In 1992, when our client was just eighteen, he and a few friends were exiting a freeway. Our client was driving. At the end of the freeway offramp, there was a person on foot selling flowers. Our client asked to look at the flowers.
The flower vendor handed our client the flowers and our client’s friends grabbed the flowers. The light then turned green and our client left without paying for the flowers, which were being sold that day for $7.
As our client drove away, the vendor wrote down our client’s license plate number and reported the incident to the police, who then met our client at his house, arresting him for felony theft from a person, then Penal Code § 487.2 (now Penal Code § 487(c)).
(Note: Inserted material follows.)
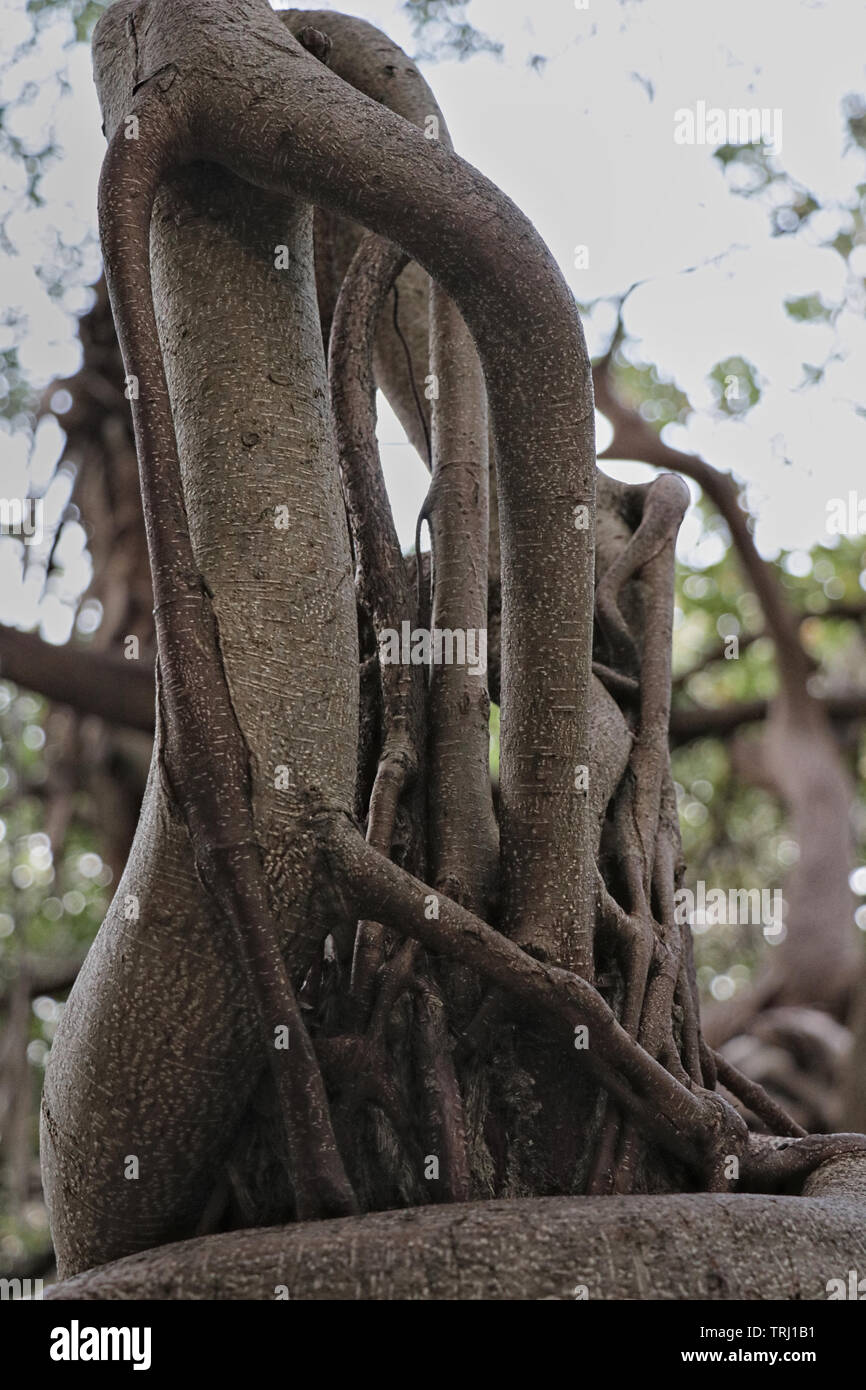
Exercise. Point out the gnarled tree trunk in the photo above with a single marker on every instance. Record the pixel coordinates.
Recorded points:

The client then resolved the case in the Chino Courthouse (now closed) for three years of felony probation, with an obligation to serve 150 days in county jail on weekends, plus perform 125 hours of community service and pay $7 in restitution to the victim.
While slowing completing his county jail obligation, he was then arrested for commercial burglary after he was caught stealing a car stereo from a stereo store, also in Rancho Cucamonga. The new case was filed in the Rancho Cucamonga Courthouse. At the time, our client had completed 68 days of jail on his Chino case.
The judge in the Chino case, upon being informed of the new case, revoked the client’s probation. Both the new case and the probation violation were resolved together, with the client agreeing to serve two years in state prison for both matters. He was released approximately one year later, in 1993.
Fast forward 28 years to the year 2021 and the client was 48 years old, with two adult children, a seven-year-old boy and a grandkid. The client was a crane operator for a large company whose name will remain confidential.
His employer had work in many locations, including on military bases. However, because of our client’s two felony convictions, he could not work on the bases, so someone else was assigned the lucrative work. Our client called many attorneys, asking if anything could be done to reduce the felonies to a misdemeanor. All the attorneys advised him that the felonies could not be reduced to a misdemeanor because he had served time in state prison.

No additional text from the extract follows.